1.2 Synthesis of target Compound 2:
the synthetic route is as follows:
Figure BDA0001758472280000031
the operation is as follows: reference compound 1 was synthesized according to the synthetic procedure.1H NMR(400MHz,CDCl3):0.84(s,3H),0.88(s,3H),0.91(s,3H),1.10(s,6H),1.22~1.34(m,2H),1.66~1.69(t,2H),1.70~1.79(m,2H),1.90~2.42(m,1H),3.90(t,4H),4.86~4.93(m,1H),5.44(s,2H),7.,4(d,2H),7.86(d,2H)。
1.3 Synthesis of target Compound 3:
the synthetic route is as follows:
Figure BDA0001758472280000032
the operation is as follows: synthetic procedure reference compound 1 synthetic procedure. Reference compound 1 was synthesized according to the synthetic procedure.1HNMR(400MHz,CDCl3):0.83(s,3H),0.87(s,3H),0.90(s,3H),1.10(s,6H),1.20~1.34(m,2H),1.66~1.68(t,2H),1.70~1.79(m,2H),1.90~2.40(m,1H),3.80-3.84(m,2H),4.86~4.90(m,1H)5.42(s,2H),7.43(d,2H),7.85(d,2H)。
1.4 Synthesis of target Compound 4:
the synthetic route is as follows:
Figure BDA0001758472280000041
the operation is as follows: reference compound 1, wherein: the 2-arrowhead alcohol is synthesized into the 2-arrowhead alcohol.1H NMR(400MHz,CDCl3):0.84(s,3H),0.87(s,3H),0.91(s,3H),0.96(t,6H),1.21~1.34(m,2H),1.40~1.60(m,8H),1.66~1.69(t,2H),1.71~1.79(m,2H),1.91~2.42(m,1H),3.84(t,4H),4.87~4.92(m,1H),5.43(s,2H),7.,4(d,2H),7.86(d,2H)。

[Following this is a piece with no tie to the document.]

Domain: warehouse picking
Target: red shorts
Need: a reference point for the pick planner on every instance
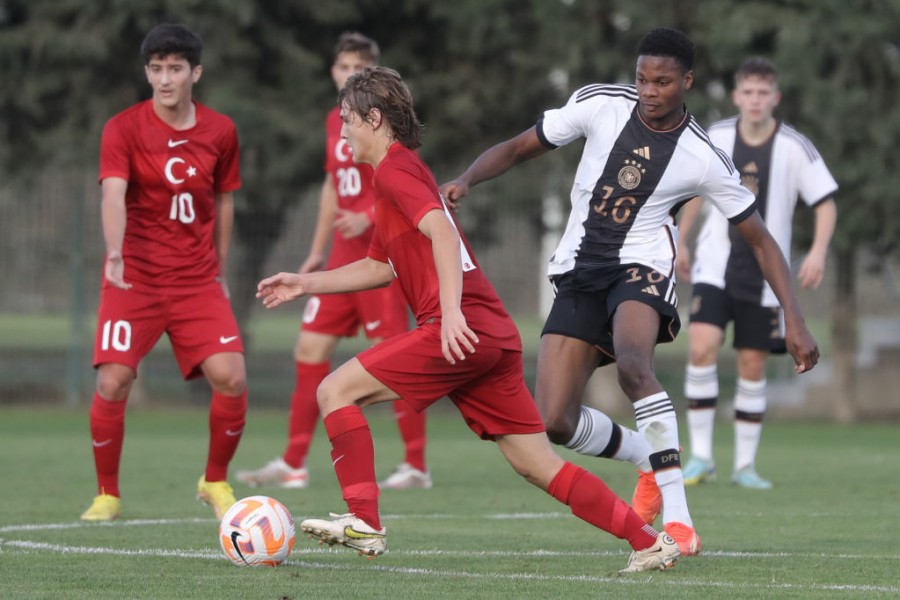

1.5 Synthesis of target Compound 5:
the synthetic route is as follows:
Figure BDA0001758472280000042
the operation is as follows: reference compound 1 was synthesized according to the synthetic procedure.1H NMR(400MHz,CDCl3):0.82(s,3H),0.86(s,3H),0.89(s,3H),1.20~1.32(m,2H),1.34(s,12H),1.65~1.68(t,2H),1.70~1.78(m,2H),1.90~2.40(m,1H),4.84~4.89(m,1H),5.42(s,2H),7.42(d,2H),7.83(d,2H)。
Example 2: determination of the sensitivity of a target Compound to free radicals
Taking a proper amount of a target compound, and preparing a solution with the concentration of 0.1mmol/L by using 95% ethanol. Taking 1mL of the mixture and adding 2mmol/LH2O2Then the mixture was mixed with 1mL of ethanol solution, and the mixture was left at 25 ℃ for 1 hour to measure the concentration of 2-sagittol. And adding 1mL of distilled water into 1mL of the solution, mixing the solution evenly, standing the mixture for 1 hour at 25 ℃, and measuring the concentration of the 2-arrowhead alcohol in the solution.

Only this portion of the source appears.